In [1]:
# Run in a notebook cell (prefix with !)
!pip install -q tf-keras


In [2]:
import os, re, random
import numpy as np
import pandas as pd
import torch

from sklearn.model_selection import train_test_split
from sklearn.metrics import roc_auc_score

from transformers import AutoTokenizer, AutoModelForSequenceClassification, TrainingArguments, Trainer, DataCollatorWithPadding
from transformers import EarlyStoppingCallback

PROJECT_ROOT = "/Users/anudeep/Documents/glaucoma_detection"
DATA_PATH = os.path.join(PROJECT_ROOT, "data", "clinical_notes.csv")
OUT_BASE = os.path.join(PROJECT_ROOT, "models")
os.makedirs(OUT_BASE, exist_ok=True)

SEED = 42
random.seed(SEED); np.random.seed(SEED); torch.manual_seed(SEED)


<torch._C.Generator at 0x129134e30>

In [3]:
df = pd.read_csv(DATA_PATH, low_memory=False)
# minimal checks
assert 'gpt4_summary' in df.columns and 'glaucoma' in df.columns

# clean summaries inplace
def _clean(s): return re.sub(r'\s+',' ', str(s).strip().lower())
df['gpt4_summary'] = df['gpt4_summary'].astype(str).apply(_clean)

# map labels yes/no -> 1/0 (assumes these values exist)
df['glaucoma'] = df['glaucoma'].map({'yes':1, 'no':0})
df = df.dropna(subset=['glaucoma']).reset_index(drop=True)
df['glaucoma'] = df['glaucoma'].astype(int)

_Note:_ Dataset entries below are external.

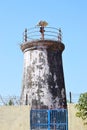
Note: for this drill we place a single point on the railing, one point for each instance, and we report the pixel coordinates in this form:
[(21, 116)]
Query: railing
[(44, 33), (49, 119)]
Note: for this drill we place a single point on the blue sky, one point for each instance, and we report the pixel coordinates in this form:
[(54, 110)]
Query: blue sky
[(16, 15)]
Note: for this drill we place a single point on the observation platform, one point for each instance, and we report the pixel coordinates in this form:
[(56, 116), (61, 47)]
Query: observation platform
[(42, 37)]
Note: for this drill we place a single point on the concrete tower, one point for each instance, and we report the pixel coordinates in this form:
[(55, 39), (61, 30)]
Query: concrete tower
[(43, 79)]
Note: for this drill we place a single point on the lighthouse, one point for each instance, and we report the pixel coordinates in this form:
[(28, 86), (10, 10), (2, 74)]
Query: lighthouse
[(43, 83)]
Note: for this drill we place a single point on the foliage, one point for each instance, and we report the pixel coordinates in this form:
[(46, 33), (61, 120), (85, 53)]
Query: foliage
[(82, 107)]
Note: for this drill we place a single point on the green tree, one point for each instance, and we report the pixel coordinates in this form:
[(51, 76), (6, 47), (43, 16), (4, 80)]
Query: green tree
[(82, 107)]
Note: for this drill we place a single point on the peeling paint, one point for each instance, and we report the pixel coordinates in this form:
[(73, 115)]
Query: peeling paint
[(43, 79)]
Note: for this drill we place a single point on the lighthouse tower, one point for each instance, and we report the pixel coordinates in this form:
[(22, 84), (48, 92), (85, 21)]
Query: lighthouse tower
[(43, 84)]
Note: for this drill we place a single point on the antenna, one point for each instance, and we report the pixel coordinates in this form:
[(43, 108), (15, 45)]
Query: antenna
[(42, 24), (60, 35)]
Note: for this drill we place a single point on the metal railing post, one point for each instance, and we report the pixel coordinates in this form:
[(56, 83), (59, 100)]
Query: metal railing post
[(48, 119)]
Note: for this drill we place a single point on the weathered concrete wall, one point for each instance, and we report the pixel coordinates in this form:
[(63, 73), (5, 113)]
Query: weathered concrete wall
[(14, 118), (43, 79), (17, 118)]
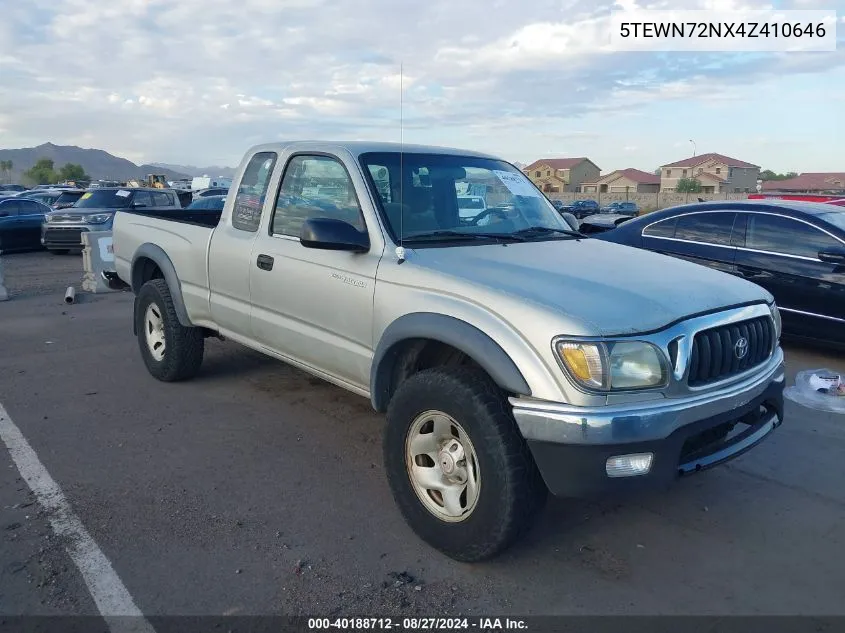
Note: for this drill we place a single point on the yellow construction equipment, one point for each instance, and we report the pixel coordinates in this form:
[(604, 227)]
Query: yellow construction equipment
[(156, 181)]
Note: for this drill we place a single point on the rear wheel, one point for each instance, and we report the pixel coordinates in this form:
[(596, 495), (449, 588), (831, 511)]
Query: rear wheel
[(457, 465), (170, 350)]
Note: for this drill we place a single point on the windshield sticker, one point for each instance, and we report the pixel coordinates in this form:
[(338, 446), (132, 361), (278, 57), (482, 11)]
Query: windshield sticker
[(517, 184)]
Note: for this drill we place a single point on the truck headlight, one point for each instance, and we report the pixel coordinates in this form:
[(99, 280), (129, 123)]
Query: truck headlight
[(776, 319), (613, 365)]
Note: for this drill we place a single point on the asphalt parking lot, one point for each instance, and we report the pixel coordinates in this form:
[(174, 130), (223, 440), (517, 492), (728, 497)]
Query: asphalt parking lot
[(255, 489)]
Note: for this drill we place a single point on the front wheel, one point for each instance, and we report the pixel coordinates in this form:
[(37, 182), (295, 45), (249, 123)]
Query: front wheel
[(457, 465), (170, 350)]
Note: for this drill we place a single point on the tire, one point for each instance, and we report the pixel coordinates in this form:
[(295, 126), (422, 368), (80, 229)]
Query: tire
[(180, 352), (511, 492)]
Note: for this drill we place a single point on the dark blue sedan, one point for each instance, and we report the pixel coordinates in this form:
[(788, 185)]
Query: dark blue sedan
[(20, 224), (795, 250)]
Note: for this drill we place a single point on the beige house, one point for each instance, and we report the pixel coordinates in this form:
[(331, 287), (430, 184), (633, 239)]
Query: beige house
[(624, 181), (556, 175), (715, 172)]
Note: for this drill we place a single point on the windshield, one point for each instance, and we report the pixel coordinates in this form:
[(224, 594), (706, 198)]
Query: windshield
[(836, 218), (424, 196), (104, 199), (68, 197), (470, 203)]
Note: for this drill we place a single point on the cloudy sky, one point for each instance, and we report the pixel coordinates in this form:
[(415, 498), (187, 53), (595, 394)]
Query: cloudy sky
[(198, 81)]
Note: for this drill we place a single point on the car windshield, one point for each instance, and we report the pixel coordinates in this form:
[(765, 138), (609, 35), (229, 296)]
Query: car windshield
[(470, 203), (68, 197), (836, 218), (104, 199), (419, 196)]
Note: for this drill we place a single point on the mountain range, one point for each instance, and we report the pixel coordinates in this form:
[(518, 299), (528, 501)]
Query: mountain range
[(99, 164)]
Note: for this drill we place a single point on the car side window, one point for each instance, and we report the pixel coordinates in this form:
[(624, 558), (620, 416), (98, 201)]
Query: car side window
[(162, 199), (315, 187), (143, 199), (9, 209), (29, 207), (779, 234), (246, 212), (665, 228), (707, 228)]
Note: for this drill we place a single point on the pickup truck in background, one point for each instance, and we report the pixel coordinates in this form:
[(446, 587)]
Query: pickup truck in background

print("Rows:", len(df), "Pos:", df['glaucoma'].sum())
df.head()

Rows: 10000 Pos: 5048


Unnamed: 0,age,gender,race,ethnicity,language,maritalstatus,note,gpt4_summary,glaucoma,use
0,56.56,female,black,non-hispanic,english,single,ms. PERSON is a 56 yo woman presenting to esta...,the 56 y/o female patient has optic nerve head...,1,training
1,53.91,female,white,non-hispanic,english,single,referred for evaluation of narrow angles ou #p...,patient was referred for narrow angle evaluati...,1,training
2,46.3,female,white,non-hispanic,english,single,1. left upper lid ptosis: occurred after botox...,"patient experienced ptosis, ear and eye pain, ...",0,training
3,66.52,male,white,non-hispanic,english,single,right plano +0.50 082 left LOCATION -0.50 83 a...,the patient has primary open angle glaucoma - ...,1,training
4,82.52,female,black,non-hispanic,english,divorced,in step. os with nonspecific peripheral defect...,the patient has nonspecific peripheral defects...,1,training


In [4]:
# === FIXED STRATIFIED SPLIT: ensure Asian, Black, White appear in test ===

# Create combined stratification key
df['strat_key'] = df['glaucoma'].astype(str) + "_" + df['race'].astype(str)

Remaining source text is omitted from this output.